For Immediate Release
Contact: Will Falk: (319) 830-6086 Max Wilbert: (206) 948-7790
Activists Occupy Site of Proposed Mine That Would Yield 25% of World’s Lithium Supply, a Key Ingredient in Electric Car Batteries
Lithium is the miracle element powering your smartphone and under the hood of every electric car. But will batteries save the planet or cause more harm? The controversy is heating up in Nevada.
RENO, Nevada — Activists aiming to stop Lithium Americas’ Thacker Pass open-pit lithium mine – what would be the United States’ largest lithium mine – launched a permanent protest encampment hours after the Bureau of Land Management gave final approval to the mine on January 15. The Thacker Pass project, located in northwestern Nevada, would provide 25% of the world’s lithium, a key ingredient for electric car batteries.
Despite winter conditions at Thacker Pass, protestors have erected tents, a wood stove, and protest signs. Lawyer Will Falk, who is on site, says they mean to stay for as long as it takes to protect this old-growth sagebrush mountainside.
“Environmentalists might be confused about why we want to interfere with the production of electric car batteries,” says Falk. “But, it’s wrong to destroy a mountain for any reason – whether the reason is fossil fuels or lithium.”
Max Wilbert, another organizer of the protest and author of Bright Green Lies, a book analyzing the environmental harms of renewable energy projects, says: “To protect what’s left of the natural world, we must leave minerals in the ground – not just oil and gas – and learn to live within ecological constraints as respectful members of natural communities. Humans must learn to live with less. Or, we will not live at all.”

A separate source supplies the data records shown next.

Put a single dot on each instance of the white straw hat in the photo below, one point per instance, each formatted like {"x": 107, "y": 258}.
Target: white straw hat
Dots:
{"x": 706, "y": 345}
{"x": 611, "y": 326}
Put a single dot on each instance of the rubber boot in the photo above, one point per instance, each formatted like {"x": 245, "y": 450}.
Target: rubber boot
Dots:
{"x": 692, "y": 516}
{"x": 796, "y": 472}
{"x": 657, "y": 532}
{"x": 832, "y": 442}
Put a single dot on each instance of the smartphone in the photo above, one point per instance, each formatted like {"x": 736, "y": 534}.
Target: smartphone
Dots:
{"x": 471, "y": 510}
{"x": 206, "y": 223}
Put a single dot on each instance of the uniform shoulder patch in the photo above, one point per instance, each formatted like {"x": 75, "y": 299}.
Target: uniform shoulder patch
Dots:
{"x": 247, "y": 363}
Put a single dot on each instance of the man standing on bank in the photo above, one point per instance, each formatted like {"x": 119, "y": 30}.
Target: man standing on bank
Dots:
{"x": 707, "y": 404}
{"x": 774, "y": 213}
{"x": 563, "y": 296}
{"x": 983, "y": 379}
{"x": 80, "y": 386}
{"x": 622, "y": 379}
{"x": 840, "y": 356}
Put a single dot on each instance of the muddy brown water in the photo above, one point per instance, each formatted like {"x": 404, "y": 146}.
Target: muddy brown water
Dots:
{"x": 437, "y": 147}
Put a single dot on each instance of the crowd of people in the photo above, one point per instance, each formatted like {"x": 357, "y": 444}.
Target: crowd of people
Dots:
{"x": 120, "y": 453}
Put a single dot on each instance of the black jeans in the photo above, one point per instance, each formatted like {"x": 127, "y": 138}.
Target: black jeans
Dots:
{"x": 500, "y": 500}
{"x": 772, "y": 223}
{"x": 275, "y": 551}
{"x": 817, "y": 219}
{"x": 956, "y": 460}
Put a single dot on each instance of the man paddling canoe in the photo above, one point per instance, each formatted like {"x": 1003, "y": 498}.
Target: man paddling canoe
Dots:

Activists will remain in place and block all construction, mining, and road-building activities. They demand:
1. The establishment of a protected area at Thacker Pass preserved for the enjoyment of future generations, for wildlife, and for water quality;
2. Lithium Americas’ immediate abandonment of the Thacker Pass project; and
3. A sincere apology from Lithium Americas Corporation for claiming that the project is “green.”
The Thacker Pass mine proposal, located roughly 130 miles northeast of Reno, is one of a handful of large mining and energy projects fast-tracked by the outgoing Trump administration in what a December article in the New York Times called an “intense push” to “find ways to increase domestic energy and mining production.”
Though Lithium Americas claims it strives “to build a business where the well-being of the local community is essential to its success,” this mine has faced objections from local residents, tribal members, ranchers, and environmental groups, who are concerned about project impacts on wildlife and rural quality of life.
Impacts on the local human community include increases in heavy truck traffic, noise and light pollution, air quality issues, and reductions in the water table. Meanwhile, project documents detail potential harm to many species.
- The threatened Greater sage grouse, whose populations have been reduced by between 97% and 99% from historic levels, and for whom the Thacker Pass area represents the best remaining habitat in Nevada. Thacker Pass is located in the Lone Willow population management unit, which is home to between 5 and 8% of the entire global population. This project would sever a key connectivity corridor between portions of the habitat;
- Lahontan cutthroat trout, a federally “threatened” species under the Endangered Species Act which exists in only a small fraction of its historic range, including the Quinn River basin downstream of Thacker Pass;
- Pronghorn antelope, whose migration routes would be severed by the mine; and
- A critically imperiled endemic snail species known as the Kings River pyrg that is known to reside in only 13 isolated springs. According to one group of scientists, “the Thacker Pass Project area might contain the entire known population of Kings River pyrg,” thereby putting the species at risk of extinction.
- Other species who will be harmed by the project include Burrowing owls, Golden eagles, several bat species, native bees and other pollinators, Crosby’s Buckwheat, and rare old-growth big sagebrush.
Lithium Americas plans to build large tailing ponds for toxic waste, drill new wells, build a sulfuric acid processing plant, import more than 170 semi-loads of sulfur (a byproduct from oil refineries) per day, pump 850 million gallons of water annually, and dig an open pit of more than 2 square miles into the Thacker Pass mountainside. Despite Lithium America claims that this will be a “carbon neutral” mine, the project will burn some 26,000 gallons of diesel fuel per day.